A Year (and a Baby) Later

So here we are . . . a year later. Just a few things have happened. Like a new baby.DSC_0046

Her name is Lyra Mae. She was born on April 23rd, so you know, almost a month ago. I’m so on top of things.

Seriously though, if I could explain to you all exactly how much my life has changed, how much I’ve changed, I’d probably start to cry. These past few weeks have been the best of my entire life. And I never thought I would say that while having a newborn! Newborn was a really hard stage for me with Frederick, but now I see how quickly it’s over. I see how fast he went from a squishy, helpless blob to this wonderful little boy who is almost two (TWO!).

Speaking of Frederick, he loves Lyra. Adores her, really. He spends a large part of his day stroking her hair, sharing his toys with her, and trying to hug her. She’s been punched and headbutted a few times in the process; we’re still working on soft touches. But honestly, he looks at her like she hung the moon. It’s the best.


She’s not entirely sure about him yet, though.

IMG_20150504_105952We’re all enamored with her.
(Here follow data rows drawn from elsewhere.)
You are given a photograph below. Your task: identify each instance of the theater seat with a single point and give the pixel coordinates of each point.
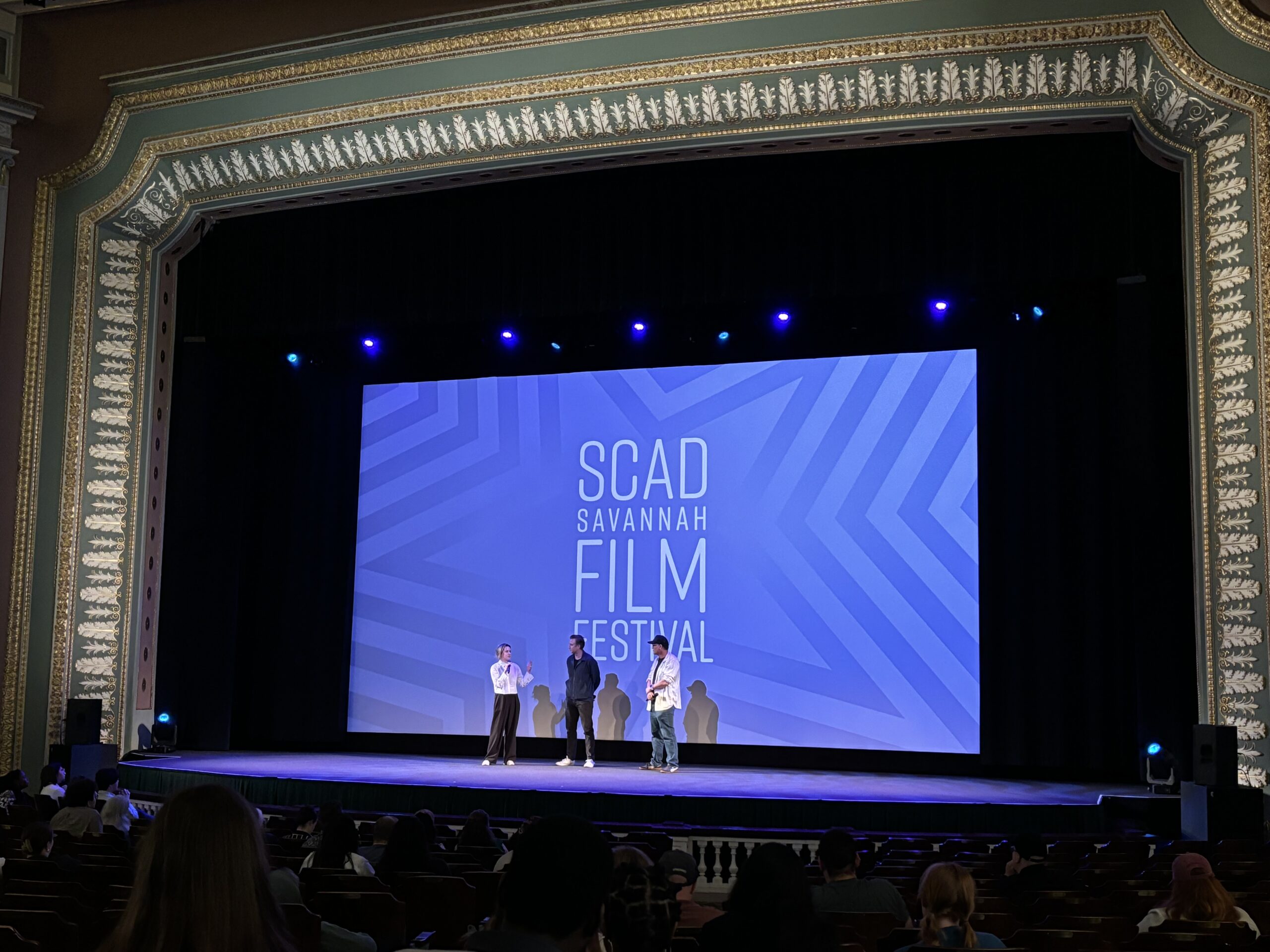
(10, 941)
(305, 927)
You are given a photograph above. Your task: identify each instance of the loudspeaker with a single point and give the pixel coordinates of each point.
(1222, 813)
(1214, 756)
(84, 721)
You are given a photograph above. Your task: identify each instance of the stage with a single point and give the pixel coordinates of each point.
(711, 796)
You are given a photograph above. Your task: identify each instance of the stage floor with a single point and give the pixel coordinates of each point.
(625, 778)
(742, 796)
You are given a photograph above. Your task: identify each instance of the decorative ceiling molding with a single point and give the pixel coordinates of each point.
(1239, 19)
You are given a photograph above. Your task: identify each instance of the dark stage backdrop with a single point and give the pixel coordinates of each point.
(1086, 575)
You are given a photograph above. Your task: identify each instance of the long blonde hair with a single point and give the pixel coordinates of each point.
(947, 892)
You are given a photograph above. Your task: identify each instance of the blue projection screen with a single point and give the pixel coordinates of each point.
(803, 532)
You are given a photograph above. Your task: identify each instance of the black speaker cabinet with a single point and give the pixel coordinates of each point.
(1222, 813)
(84, 721)
(1214, 756)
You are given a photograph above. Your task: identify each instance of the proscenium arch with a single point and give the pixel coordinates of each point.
(105, 257)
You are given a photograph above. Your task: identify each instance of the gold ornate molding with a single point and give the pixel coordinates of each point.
(933, 78)
(1242, 22)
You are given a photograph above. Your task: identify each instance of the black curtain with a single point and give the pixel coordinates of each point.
(1086, 595)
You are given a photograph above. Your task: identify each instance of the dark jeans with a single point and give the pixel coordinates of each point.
(573, 710)
(666, 748)
(502, 729)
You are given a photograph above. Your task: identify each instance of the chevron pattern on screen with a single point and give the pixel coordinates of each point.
(804, 532)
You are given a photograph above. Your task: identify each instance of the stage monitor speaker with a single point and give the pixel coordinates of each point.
(1222, 813)
(83, 721)
(1214, 756)
(84, 760)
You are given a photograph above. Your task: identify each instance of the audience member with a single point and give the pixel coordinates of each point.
(844, 892)
(632, 856)
(53, 781)
(37, 843)
(681, 871)
(338, 848)
(379, 839)
(947, 896)
(1197, 896)
(770, 908)
(108, 787)
(16, 782)
(640, 912)
(408, 851)
(117, 813)
(285, 887)
(78, 814)
(477, 833)
(553, 896)
(430, 829)
(1029, 870)
(202, 881)
(307, 823)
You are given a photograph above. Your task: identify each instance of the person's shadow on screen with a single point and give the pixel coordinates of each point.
(545, 714)
(615, 708)
(701, 719)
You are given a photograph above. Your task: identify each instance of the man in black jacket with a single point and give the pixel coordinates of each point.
(579, 700)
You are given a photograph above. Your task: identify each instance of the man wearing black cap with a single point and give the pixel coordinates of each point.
(681, 871)
(663, 699)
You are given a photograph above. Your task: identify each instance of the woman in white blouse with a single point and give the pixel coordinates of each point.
(507, 706)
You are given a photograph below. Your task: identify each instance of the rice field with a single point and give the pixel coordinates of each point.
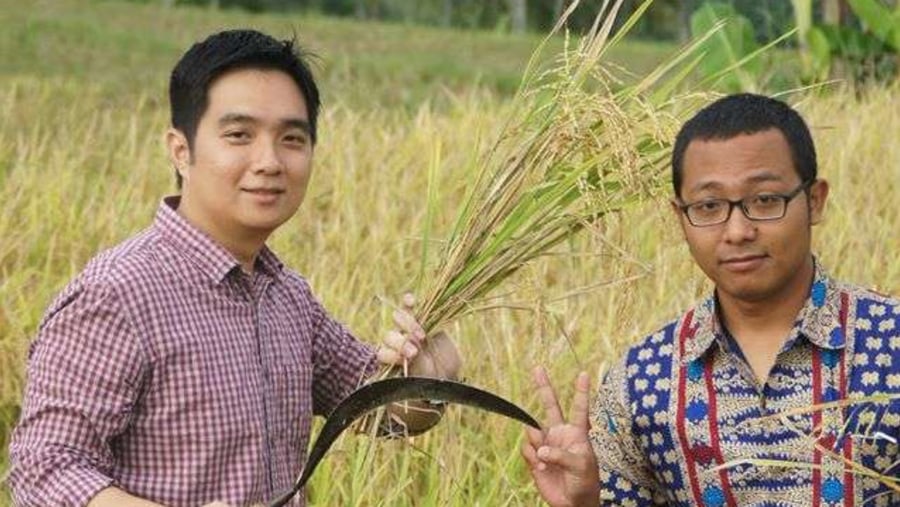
(82, 112)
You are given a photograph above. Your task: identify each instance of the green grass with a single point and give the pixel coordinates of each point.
(82, 111)
(131, 48)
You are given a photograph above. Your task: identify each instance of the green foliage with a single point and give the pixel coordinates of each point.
(863, 53)
(730, 44)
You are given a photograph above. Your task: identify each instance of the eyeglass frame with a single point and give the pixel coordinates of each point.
(788, 197)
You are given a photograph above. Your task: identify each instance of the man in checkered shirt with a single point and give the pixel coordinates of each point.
(183, 366)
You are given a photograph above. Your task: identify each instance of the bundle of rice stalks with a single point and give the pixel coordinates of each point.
(585, 139)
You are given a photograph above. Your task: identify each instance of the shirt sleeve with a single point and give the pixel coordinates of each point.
(625, 475)
(84, 370)
(341, 363)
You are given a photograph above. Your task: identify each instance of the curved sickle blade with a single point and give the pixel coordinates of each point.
(392, 390)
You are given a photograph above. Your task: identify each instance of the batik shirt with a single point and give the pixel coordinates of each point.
(681, 419)
(163, 369)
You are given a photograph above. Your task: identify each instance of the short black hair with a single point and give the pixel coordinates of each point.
(747, 113)
(230, 50)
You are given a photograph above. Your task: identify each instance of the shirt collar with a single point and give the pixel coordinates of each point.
(212, 259)
(818, 321)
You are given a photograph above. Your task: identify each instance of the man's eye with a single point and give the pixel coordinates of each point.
(237, 135)
(765, 199)
(296, 139)
(708, 205)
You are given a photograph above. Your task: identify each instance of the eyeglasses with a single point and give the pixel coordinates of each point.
(755, 207)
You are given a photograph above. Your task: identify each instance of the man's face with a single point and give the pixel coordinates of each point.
(750, 261)
(251, 159)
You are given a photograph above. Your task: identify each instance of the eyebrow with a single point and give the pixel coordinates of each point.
(290, 122)
(761, 177)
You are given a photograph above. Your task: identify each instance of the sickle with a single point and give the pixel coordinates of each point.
(392, 390)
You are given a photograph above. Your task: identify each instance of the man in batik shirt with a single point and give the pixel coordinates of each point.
(781, 389)
(183, 366)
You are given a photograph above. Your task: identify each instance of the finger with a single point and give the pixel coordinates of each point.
(529, 452)
(408, 323)
(575, 463)
(535, 437)
(387, 355)
(547, 396)
(400, 344)
(438, 357)
(581, 402)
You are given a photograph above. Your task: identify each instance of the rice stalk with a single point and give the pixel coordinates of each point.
(582, 142)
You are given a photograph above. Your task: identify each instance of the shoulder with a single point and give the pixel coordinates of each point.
(126, 266)
(653, 352)
(870, 302)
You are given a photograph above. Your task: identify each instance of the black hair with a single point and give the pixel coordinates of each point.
(747, 113)
(230, 50)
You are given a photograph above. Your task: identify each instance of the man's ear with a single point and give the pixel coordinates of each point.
(179, 151)
(675, 206)
(818, 194)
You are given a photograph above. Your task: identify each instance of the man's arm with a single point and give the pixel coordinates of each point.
(84, 372)
(115, 497)
(626, 476)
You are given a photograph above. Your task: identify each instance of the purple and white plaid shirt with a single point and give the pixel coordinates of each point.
(166, 371)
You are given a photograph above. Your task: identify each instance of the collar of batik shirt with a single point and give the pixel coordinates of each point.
(819, 320)
(213, 260)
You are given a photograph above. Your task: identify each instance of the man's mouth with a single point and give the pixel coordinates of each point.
(742, 262)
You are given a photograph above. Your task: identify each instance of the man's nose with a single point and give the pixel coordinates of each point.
(739, 228)
(267, 159)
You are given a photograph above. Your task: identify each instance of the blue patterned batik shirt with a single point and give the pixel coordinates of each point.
(681, 420)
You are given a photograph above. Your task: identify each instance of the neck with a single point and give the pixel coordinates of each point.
(243, 245)
(760, 327)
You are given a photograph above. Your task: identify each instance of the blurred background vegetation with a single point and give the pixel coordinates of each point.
(408, 85)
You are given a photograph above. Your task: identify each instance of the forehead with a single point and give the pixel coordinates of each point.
(740, 161)
(255, 92)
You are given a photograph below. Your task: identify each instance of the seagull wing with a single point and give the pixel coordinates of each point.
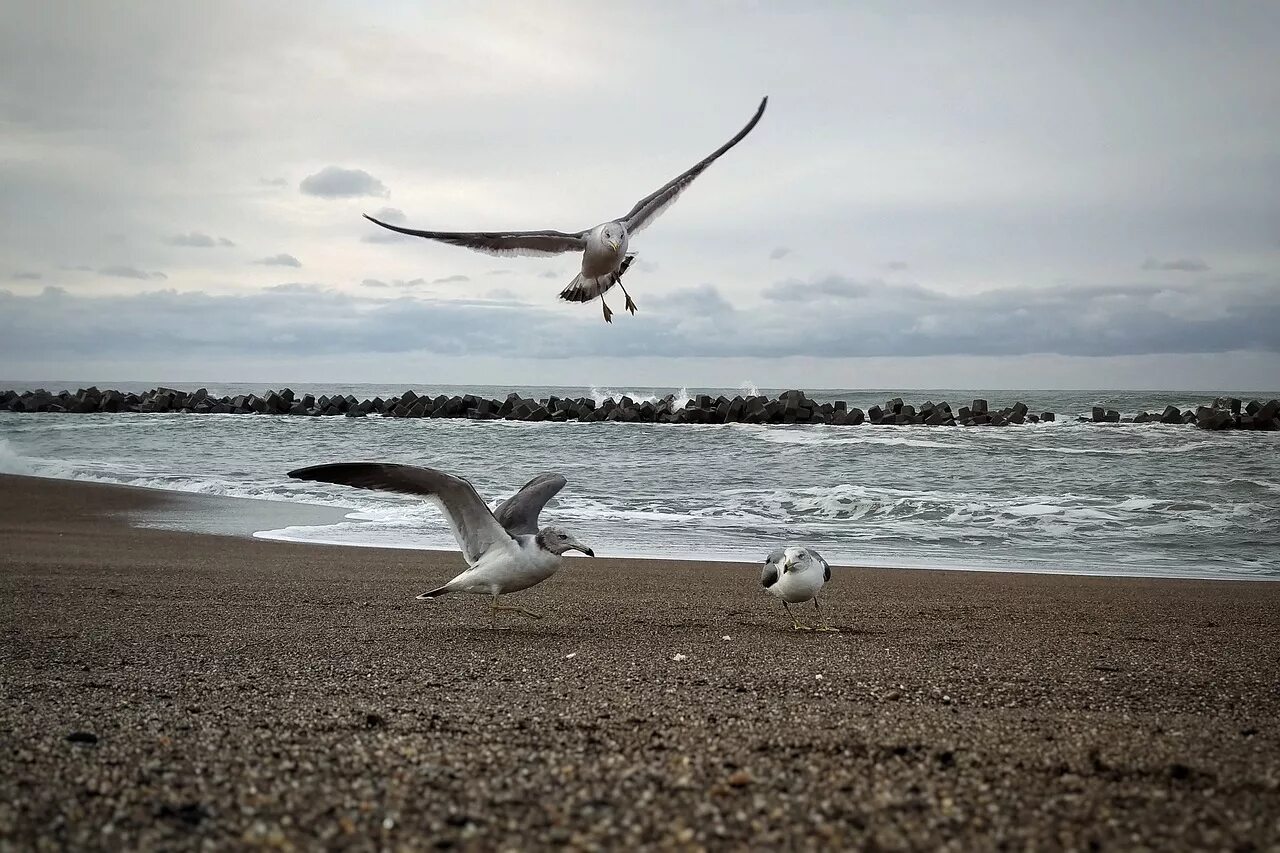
(474, 527)
(648, 208)
(519, 514)
(826, 566)
(769, 574)
(501, 242)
She’s beautiful. She’s got great hair. She sleeps and eats well. She has the cutest sleep grins you’ll ever see. She is so cuddly and warm. There was a Lyra-shaped hole in our family, and now it’s filled.

I went out for a drive the other night, and then realized that I couldn’t wait to get back home. I was going home to everything I once dreamed about: an amazing husband, two beautiful children, a perfect job, a great apartment. Apparently, my life can only be described in good adjectives. I really never knew I could be this happy. I’m completely aware of how sappy I sound, and I don’t even care. After years of struggling with abuse and depression, I’m fully ready to embrace my sappy, awesome life. And I’m ready to write about it more too. So get ready for more of this cuteness:


Thanks for being patient. I can’t wait to jump back in and share our (awesome, amazing, crazy, perfect) life with you.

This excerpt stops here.